SL急行は発明だったのか?

 随分前に、「お金を出して缶入りのお茶(緑茶、砂糖も加えてない)の飲料を買う」という行為が普通になったのはいつか? という話で知り合いと盛り上がった。

 だいたいお茶って、鉄道の弁当に対して別買いするものを除けば、タダで出てくるものだったからだ。

 この時期は多分1980年代後半ぐらいじゃないか? という事になったのだが、これを「発明」とするならば、同じような「発明」が思い当たった。お茶とも縁が深い大井川鉄道による「SL急行」がそれである。

 その少し前までありふれていた「汽車による列車」は「SLブーム」以後、付加価値を持った存在に生まれ変わっていたのである。

 時に1976年。国鉄から蒸気機関車が一旦消えた後であった。このSL急行、過度なデコレーションなどせず、本当にありふれていた「汽車」そのものだったのも、成功の秘訣だったのではなかろうか。

 大井川鉄道の「かわね路号」は1976年7月からの運転だが、その少し前の6月からはボンネットバスの「伊豆の踊り子号」が運転開始されている。

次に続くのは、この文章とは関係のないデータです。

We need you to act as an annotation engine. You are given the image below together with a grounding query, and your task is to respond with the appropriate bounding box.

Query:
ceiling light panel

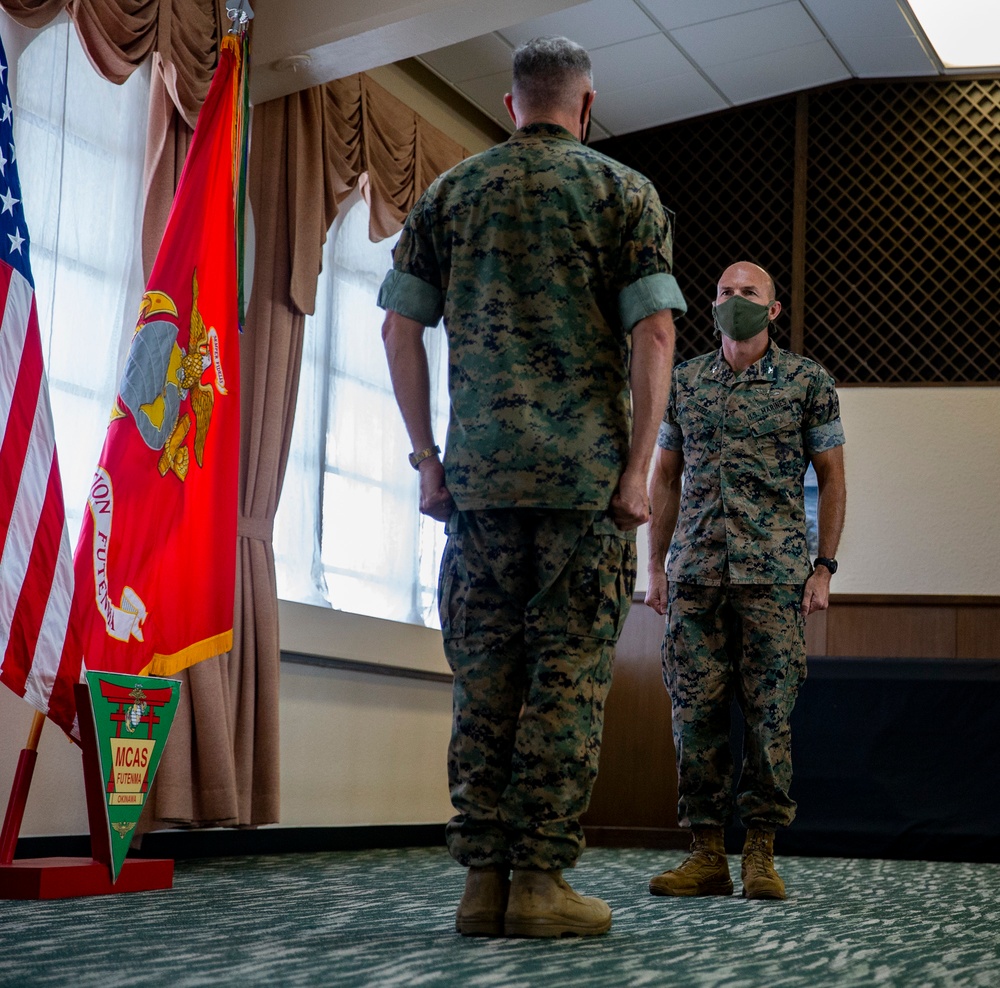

これも外見はごく普通の田舎のバスである。

 この「伊豆の踊り子号」はマスコミに知られ、各地でボンネットバスが復活するきっかけともなった。

 この時代、まだボンネットバスを使用した路線バスは呉市に残っていたから、時代に先駆けた観光化ではなかろうかと思う。

 とはいえこういう乗り物は最初は良くても、次第に維持が難しくなってくるのも、困った問題である。